There was more convection over Arizona than I had expected yesterday, particularly over mountains to the west of Tucson. Storms occurred all the way out to the Colorado River. Radar loops indicated that the storms were strongly locked to mountain peaks and did not generally move far off the mountains.
Here at the house we could see storms in all directions and several cells tried to develop nearby but didn't make it, except up over the Catalina Mountains. We did have a nice cool outflow again in the late afternoon, this time from the south. During the past 24-hours 25 stations in the ALERT network had rainfall, down only slightly from the 39 stations with rain on Sunday. Heaviest amounts were were in the Catalinas with 0.87" at Samiego Peak.
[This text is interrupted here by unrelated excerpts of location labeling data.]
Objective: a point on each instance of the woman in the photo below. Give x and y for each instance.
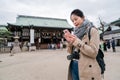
(88, 68)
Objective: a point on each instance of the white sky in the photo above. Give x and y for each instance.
(107, 10)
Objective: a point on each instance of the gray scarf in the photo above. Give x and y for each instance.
(81, 31)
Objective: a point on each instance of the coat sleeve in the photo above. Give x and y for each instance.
(69, 48)
(90, 49)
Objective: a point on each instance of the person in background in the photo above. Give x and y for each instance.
(83, 64)
(113, 44)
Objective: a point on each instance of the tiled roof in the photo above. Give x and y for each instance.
(42, 22)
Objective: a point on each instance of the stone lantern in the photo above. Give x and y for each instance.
(16, 46)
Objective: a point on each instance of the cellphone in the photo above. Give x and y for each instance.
(66, 31)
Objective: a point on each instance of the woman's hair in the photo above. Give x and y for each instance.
(78, 13)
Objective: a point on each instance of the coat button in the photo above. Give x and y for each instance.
(90, 66)
(93, 78)
(85, 42)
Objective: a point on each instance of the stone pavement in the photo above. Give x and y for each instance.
(49, 65)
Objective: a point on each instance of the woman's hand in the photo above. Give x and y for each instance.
(69, 37)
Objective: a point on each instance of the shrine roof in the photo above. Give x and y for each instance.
(23, 20)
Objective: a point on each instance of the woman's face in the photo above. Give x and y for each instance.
(77, 20)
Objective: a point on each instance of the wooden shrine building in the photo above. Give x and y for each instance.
(39, 31)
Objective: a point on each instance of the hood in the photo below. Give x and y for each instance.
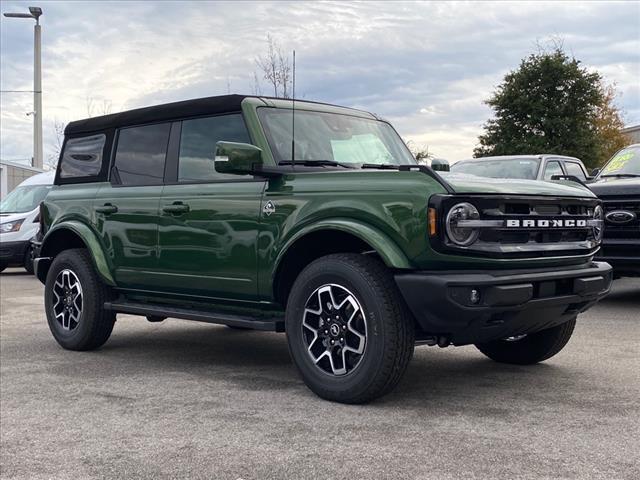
(465, 183)
(616, 186)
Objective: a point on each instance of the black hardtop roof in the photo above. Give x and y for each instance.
(537, 156)
(168, 111)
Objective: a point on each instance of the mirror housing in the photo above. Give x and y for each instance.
(440, 165)
(237, 158)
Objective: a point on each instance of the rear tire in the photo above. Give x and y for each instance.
(349, 332)
(74, 302)
(534, 348)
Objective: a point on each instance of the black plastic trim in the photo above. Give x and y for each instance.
(275, 324)
(508, 303)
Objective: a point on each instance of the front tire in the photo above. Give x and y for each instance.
(533, 348)
(349, 332)
(74, 302)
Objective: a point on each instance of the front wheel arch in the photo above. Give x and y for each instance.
(336, 236)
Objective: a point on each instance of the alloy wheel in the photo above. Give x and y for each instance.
(67, 292)
(334, 329)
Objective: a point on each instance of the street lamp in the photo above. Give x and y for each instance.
(35, 12)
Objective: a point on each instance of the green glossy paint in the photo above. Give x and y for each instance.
(222, 242)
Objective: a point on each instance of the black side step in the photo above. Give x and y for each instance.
(270, 324)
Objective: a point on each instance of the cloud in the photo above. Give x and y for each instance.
(427, 67)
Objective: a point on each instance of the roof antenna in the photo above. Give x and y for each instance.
(293, 116)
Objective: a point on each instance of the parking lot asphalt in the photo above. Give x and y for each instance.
(182, 399)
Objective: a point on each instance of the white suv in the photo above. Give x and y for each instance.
(19, 220)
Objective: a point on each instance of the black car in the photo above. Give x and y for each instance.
(618, 185)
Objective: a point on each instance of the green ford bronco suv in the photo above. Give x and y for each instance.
(207, 210)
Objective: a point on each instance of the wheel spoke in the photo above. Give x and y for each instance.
(329, 330)
(68, 299)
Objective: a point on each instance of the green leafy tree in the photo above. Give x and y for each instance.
(551, 104)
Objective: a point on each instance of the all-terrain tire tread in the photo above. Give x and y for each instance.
(102, 324)
(396, 317)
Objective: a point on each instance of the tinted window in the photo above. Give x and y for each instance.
(82, 157)
(198, 145)
(575, 170)
(141, 154)
(552, 168)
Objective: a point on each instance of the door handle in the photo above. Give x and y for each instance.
(107, 209)
(176, 208)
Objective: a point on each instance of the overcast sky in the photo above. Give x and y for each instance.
(427, 67)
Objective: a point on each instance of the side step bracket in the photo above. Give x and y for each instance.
(274, 324)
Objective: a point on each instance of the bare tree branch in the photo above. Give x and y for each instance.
(276, 70)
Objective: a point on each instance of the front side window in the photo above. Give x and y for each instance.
(552, 168)
(335, 137)
(82, 157)
(198, 145)
(506, 168)
(141, 155)
(575, 170)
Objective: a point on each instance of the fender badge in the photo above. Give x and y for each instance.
(269, 208)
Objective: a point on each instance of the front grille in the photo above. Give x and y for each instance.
(530, 227)
(627, 230)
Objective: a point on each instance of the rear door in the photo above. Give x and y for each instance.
(209, 221)
(126, 209)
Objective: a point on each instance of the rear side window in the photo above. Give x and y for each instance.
(552, 168)
(575, 170)
(82, 157)
(198, 145)
(140, 155)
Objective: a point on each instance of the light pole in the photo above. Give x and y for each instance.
(35, 12)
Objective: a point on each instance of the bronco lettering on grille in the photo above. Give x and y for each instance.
(546, 223)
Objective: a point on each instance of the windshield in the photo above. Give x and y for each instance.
(508, 168)
(24, 199)
(334, 137)
(624, 163)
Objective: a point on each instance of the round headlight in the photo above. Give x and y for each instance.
(598, 225)
(456, 231)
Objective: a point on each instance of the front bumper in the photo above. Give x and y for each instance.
(622, 254)
(508, 303)
(12, 253)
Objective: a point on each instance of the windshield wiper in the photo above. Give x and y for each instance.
(316, 163)
(620, 175)
(380, 166)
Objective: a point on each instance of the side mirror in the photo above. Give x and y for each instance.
(440, 165)
(237, 158)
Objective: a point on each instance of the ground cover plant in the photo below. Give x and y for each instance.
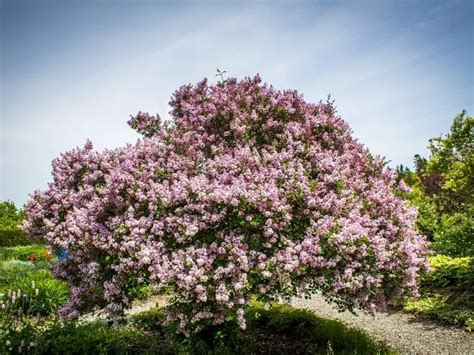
(248, 192)
(10, 225)
(277, 330)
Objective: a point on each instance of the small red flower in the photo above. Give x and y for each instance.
(47, 256)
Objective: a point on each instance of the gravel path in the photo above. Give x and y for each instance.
(399, 330)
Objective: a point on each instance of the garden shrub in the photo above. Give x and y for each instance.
(10, 226)
(13, 237)
(443, 189)
(25, 253)
(247, 191)
(450, 272)
(447, 293)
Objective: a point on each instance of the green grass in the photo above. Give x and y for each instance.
(278, 330)
(17, 273)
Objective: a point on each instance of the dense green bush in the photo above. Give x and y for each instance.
(12, 237)
(10, 222)
(280, 330)
(23, 252)
(447, 293)
(443, 189)
(450, 272)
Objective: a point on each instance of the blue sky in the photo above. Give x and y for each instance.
(71, 70)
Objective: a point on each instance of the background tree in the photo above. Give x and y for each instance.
(443, 189)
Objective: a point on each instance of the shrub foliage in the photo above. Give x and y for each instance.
(247, 191)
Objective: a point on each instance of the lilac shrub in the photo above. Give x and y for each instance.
(247, 192)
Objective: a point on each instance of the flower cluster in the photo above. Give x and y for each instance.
(249, 192)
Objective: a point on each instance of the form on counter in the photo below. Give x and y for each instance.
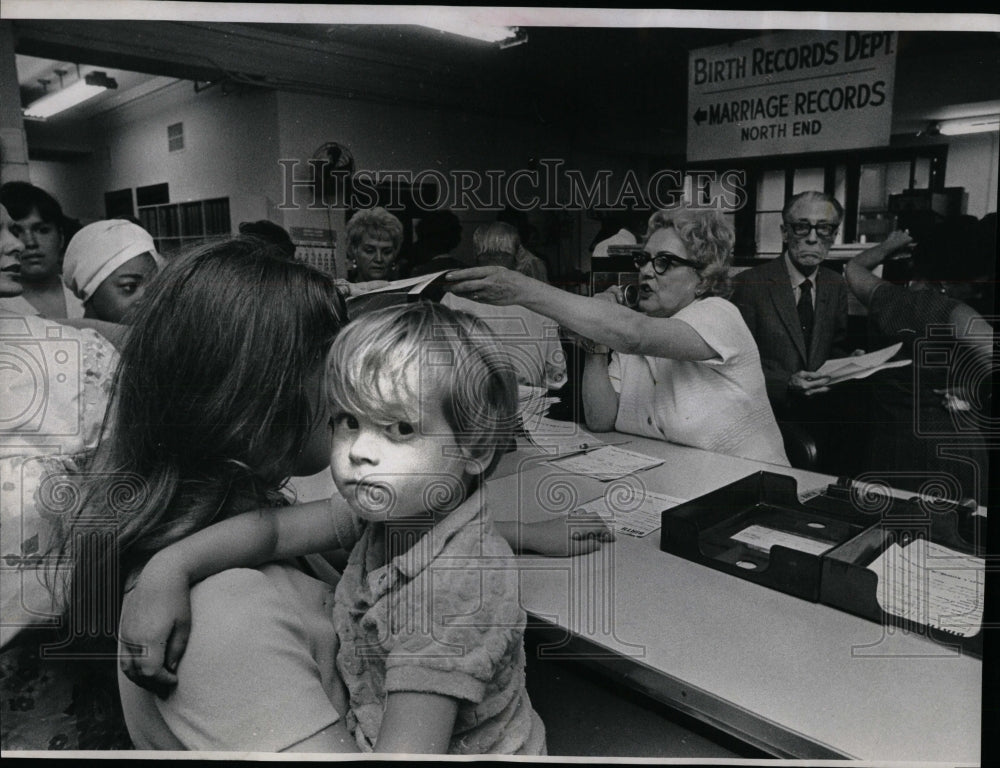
(606, 463)
(635, 513)
(932, 585)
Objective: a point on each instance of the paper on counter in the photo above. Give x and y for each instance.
(607, 463)
(763, 538)
(931, 585)
(860, 366)
(636, 516)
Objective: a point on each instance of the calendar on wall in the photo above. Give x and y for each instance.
(317, 247)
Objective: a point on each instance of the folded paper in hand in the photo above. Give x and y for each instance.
(860, 366)
(932, 585)
(429, 287)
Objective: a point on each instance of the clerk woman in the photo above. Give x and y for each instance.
(685, 367)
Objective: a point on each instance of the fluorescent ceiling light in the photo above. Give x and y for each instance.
(76, 93)
(490, 33)
(964, 125)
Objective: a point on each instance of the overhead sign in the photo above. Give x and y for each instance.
(791, 92)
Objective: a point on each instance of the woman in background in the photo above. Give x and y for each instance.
(40, 225)
(531, 339)
(927, 417)
(685, 367)
(108, 265)
(374, 238)
(55, 383)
The biggest problem with my outlook yesterday was that I expected dry and warm, middle-level advection to reduce CAPE during the day, with the gradual downturn in precipitable water continuing. However, there was actually cool advection across southern Arizona during the day in middle-levels and PW recovered or held steady at around 1.25 inches. So, there was nice CAPE, especially over the mountains, and lots of mountain storms. Note that the Tucson RRS sounding was very dry last evening wrt GPS PW, it's not possible to know exactly how much CAPE was present, except by the storm activity.
The NAM initialization at 500 mb last evening (00Z on the 25th) shows a distinctly unfavorable flow pattern over the state with westerly winds and the strongest vorticity lobe well off to the east. But flow below 500 mb was light, allowing the mountains to percolate all afternoon. Yesterday illustrates well a point that I often try to make - given low-level moisture and CAPE, it doesn't really matter if the middle-level winds are not from a "classic monsoonal direction." We see this all the time, and it's why drying, middle-level winds from the northeast are sometimes present on big storm days.